The final months of 2023 saw confirmation that key indicators of climate change are getting worse, and rapidly. Sea temperatures are already way ahead of expectations, likewise the incidence and severity of heatwaves, drought, flooding and wildfires. There is no prospect that the Paris Agreement ambition, to hold the excess of global mean temperature over pre-industrial levels to 1.5° C, can be attained.

The 1.5° figure was chosen because climate scientists had advised that a 2° limit was insufficiently ambitious, and that anything beyond 1.5° courted risks of runaway feedbacks, such as methane release from the Siberian tundra or accelerated depletion of the polar ice caps.

Those climate experts who felt there was sufficient time to avert the worst long-term outcomes have joined the worriers these last few months. The time available has not been used to halt the rise in worldwide emissions.

The real-world climate data for 2023 has been depressing and the recent meeting in Abu Dhabi yielded no concrete agreement on the future action agenda. The very title of the gathering, which drew an attendance of no less than 70,000 between delegates and media, tells its own story. It was called COP 28, the COP stands for Conference of the Parties, essentially all the countries in the world represented by their governments.

The 28 means that there have been 27 previous gatherings.
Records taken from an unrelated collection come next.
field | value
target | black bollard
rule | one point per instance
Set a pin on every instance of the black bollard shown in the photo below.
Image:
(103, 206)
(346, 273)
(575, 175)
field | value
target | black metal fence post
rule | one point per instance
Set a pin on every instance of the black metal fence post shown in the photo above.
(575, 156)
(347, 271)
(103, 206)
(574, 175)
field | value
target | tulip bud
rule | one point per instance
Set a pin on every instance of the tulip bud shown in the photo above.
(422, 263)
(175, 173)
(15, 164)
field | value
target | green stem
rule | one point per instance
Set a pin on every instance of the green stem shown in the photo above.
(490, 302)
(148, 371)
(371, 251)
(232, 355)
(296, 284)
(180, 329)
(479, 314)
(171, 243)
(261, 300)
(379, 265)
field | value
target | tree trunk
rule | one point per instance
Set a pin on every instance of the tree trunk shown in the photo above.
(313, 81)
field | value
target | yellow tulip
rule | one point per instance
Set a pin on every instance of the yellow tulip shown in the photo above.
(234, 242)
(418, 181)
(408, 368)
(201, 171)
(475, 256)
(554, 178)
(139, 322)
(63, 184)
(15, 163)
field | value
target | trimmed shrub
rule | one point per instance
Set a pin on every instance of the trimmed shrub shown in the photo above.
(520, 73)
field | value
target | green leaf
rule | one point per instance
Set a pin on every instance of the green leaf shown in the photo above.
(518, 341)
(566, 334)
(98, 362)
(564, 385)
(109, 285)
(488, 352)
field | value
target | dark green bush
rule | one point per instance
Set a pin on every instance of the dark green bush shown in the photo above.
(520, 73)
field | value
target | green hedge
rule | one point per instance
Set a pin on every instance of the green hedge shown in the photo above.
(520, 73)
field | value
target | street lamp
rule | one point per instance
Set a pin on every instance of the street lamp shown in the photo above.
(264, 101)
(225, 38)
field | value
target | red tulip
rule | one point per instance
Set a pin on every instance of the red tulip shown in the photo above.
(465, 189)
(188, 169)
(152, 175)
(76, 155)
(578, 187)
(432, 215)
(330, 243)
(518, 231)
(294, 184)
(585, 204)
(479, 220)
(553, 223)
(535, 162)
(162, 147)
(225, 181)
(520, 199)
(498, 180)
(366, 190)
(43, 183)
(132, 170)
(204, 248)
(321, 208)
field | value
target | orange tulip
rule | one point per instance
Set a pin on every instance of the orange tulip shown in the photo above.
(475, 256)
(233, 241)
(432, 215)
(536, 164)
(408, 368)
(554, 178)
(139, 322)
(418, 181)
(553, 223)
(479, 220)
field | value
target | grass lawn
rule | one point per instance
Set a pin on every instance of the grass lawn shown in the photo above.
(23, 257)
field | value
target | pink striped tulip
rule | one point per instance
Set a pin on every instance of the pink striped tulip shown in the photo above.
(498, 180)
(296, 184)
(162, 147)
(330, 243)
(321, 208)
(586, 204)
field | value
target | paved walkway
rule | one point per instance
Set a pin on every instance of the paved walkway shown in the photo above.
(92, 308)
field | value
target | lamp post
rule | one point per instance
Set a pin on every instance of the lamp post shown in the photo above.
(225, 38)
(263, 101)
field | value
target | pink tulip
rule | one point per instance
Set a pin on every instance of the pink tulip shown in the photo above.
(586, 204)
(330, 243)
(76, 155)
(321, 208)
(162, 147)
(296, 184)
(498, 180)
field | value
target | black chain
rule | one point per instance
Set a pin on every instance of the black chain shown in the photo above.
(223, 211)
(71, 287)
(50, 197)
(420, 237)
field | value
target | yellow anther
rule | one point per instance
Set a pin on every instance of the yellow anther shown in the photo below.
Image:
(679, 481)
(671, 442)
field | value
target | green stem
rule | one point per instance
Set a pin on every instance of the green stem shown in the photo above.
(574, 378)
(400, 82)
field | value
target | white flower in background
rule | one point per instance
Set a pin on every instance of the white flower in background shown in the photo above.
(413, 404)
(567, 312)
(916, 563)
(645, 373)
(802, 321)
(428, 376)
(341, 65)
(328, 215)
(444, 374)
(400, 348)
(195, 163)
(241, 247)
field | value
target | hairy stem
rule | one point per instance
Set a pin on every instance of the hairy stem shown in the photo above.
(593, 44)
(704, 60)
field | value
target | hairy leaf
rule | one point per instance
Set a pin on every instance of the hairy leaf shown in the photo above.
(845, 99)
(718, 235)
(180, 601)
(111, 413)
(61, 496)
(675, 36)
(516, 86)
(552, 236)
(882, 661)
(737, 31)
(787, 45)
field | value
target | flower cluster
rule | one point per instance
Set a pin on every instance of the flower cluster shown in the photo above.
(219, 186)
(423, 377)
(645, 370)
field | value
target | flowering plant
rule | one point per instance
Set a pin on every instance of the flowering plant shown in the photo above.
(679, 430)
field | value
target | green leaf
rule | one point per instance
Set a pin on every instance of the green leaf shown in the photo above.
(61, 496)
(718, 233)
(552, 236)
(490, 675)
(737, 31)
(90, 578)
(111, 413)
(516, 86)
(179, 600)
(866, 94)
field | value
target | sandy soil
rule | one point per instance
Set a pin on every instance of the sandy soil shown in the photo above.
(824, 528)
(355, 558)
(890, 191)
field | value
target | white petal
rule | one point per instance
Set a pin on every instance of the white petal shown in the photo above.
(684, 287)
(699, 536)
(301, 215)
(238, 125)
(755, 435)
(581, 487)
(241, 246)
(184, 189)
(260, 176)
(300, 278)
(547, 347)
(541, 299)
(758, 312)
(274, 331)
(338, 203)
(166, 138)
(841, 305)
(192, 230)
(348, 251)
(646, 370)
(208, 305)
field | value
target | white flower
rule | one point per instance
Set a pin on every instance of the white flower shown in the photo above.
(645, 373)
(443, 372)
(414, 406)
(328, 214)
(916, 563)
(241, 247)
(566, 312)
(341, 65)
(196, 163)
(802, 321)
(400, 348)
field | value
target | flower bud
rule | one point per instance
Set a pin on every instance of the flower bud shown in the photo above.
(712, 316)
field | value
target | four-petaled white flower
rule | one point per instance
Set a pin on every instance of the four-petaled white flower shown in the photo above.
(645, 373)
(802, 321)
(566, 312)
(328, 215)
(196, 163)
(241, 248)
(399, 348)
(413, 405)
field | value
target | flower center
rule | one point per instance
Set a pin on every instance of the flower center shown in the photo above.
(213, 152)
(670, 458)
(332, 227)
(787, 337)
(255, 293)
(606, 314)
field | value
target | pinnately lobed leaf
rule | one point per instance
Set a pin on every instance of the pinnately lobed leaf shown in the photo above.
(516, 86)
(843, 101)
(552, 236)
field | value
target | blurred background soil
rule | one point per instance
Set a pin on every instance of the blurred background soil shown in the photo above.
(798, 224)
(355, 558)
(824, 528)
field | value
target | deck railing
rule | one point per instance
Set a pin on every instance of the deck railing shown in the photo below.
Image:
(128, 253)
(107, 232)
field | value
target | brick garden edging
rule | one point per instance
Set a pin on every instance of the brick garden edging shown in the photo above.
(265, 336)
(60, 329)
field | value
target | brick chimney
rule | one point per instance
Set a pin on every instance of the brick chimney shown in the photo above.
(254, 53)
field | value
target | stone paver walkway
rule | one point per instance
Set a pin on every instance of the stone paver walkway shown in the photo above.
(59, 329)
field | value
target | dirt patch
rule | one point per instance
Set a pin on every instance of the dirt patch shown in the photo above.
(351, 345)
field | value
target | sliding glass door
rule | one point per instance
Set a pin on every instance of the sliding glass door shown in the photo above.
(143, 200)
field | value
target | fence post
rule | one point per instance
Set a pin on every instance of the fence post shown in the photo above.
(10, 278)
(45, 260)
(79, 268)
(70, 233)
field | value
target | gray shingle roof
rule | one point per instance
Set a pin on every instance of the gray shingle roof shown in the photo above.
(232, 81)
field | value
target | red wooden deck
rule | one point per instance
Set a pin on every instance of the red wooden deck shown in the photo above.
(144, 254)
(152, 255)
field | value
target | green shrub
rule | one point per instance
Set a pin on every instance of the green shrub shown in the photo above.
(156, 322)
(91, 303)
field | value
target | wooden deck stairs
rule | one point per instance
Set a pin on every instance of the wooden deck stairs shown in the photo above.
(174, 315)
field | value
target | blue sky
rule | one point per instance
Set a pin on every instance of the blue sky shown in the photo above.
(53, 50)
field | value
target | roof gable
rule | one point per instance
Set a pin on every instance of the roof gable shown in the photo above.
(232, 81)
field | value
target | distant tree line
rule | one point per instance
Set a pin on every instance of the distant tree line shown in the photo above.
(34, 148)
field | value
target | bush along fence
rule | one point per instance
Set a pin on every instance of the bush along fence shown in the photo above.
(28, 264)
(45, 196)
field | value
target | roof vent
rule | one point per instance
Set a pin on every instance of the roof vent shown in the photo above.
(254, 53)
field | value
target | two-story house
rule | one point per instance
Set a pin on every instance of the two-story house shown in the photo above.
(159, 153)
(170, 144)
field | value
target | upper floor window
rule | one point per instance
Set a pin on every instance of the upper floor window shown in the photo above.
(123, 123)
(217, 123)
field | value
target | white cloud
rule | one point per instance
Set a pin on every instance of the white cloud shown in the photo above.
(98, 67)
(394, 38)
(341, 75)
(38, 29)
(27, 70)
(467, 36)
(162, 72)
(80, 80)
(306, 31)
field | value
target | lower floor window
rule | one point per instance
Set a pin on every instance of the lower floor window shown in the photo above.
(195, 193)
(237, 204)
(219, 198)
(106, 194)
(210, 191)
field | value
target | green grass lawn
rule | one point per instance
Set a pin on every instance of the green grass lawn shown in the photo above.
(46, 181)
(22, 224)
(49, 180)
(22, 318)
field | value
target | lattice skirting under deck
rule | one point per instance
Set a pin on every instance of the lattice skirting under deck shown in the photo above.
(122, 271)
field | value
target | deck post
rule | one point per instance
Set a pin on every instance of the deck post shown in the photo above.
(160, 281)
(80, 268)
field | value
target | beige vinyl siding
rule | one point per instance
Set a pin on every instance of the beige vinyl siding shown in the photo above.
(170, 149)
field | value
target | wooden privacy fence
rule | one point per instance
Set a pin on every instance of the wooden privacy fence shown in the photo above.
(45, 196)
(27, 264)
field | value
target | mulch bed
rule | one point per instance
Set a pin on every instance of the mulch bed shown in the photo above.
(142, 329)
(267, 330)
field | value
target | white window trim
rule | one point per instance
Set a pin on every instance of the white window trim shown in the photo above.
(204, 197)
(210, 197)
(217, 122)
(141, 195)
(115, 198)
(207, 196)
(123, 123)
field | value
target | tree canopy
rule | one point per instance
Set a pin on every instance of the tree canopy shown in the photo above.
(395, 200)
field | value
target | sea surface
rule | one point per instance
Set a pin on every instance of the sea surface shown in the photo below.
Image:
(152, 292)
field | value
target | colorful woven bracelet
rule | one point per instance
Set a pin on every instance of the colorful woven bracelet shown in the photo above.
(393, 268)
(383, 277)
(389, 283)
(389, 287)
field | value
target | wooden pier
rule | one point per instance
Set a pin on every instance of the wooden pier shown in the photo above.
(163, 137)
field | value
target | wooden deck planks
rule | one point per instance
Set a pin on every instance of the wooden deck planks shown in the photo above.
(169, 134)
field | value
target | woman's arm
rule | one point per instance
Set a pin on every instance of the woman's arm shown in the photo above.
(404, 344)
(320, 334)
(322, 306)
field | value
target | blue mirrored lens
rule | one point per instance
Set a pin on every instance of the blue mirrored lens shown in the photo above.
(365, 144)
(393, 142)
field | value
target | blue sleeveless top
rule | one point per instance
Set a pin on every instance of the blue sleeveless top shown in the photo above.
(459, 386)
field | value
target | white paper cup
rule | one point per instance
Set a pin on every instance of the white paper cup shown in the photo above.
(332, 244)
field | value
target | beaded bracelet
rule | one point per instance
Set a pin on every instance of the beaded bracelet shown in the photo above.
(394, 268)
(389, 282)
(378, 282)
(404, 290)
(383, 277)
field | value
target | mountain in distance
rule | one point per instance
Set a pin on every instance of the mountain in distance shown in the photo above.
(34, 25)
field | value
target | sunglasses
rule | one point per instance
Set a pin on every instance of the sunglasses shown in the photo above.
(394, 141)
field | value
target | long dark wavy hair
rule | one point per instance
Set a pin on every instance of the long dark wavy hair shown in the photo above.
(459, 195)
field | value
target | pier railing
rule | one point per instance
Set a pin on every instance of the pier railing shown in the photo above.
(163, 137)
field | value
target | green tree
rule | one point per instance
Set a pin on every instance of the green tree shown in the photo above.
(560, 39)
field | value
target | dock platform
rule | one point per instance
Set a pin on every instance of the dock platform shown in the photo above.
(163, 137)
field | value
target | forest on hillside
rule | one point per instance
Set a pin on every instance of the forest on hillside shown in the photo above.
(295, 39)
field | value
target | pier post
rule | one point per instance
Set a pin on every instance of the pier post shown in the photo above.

The first was in Berlin in 1995, following the Rio Earth Summit of 1992 and the 1990 publication of the first assessment report from the UN’s Intergovernmental Panel on Climate Change.

Despite an enormous expansion of scientific effort in measuring climate patterns in the period since, the headline conclusion of the early reports has not been materially altered or qualified.

The conclusion was that greenhouse gas emissions had risen to dangerous levels and that damaging outcomes were likely unless the growth in emissions could be halted and ultimately reversed.

The record of international action over the last 30 years has been a catalogue of failure and COP 28 failed to deliver a single substantial initiative for mitigating emissions.

The media coverage focussed on the enormous gathering in Abu Dhabi and the contribution of the event itself to emissions from air travel, responsible for around 3% of the world total.

A meeting of the world’s governments could paradoxically have been an ideal opportunity for policy change on aviation, a small but interesting example of the reasons for policy paralysis.

Since the 1944 conclusion of the Chicago Convention, a binding international treaty on civil aviation negotiated in the safety of the windy city by Lake Michigan during World War II, no country has been free to levy taxes on international aviation, either on fuel or on ticket prices.

A similar restriction, exempting shipping, is enshrined in the international maritime agreements. Some countries tax domestic flying only or have ad hoc departure charges, but there is no universal fuel tax nor can ticket prices include indirect taxes like VAT. Instead, the industry hides behind the 1944 treaty, concluded 80 years ago when there was virtually no civil aviation.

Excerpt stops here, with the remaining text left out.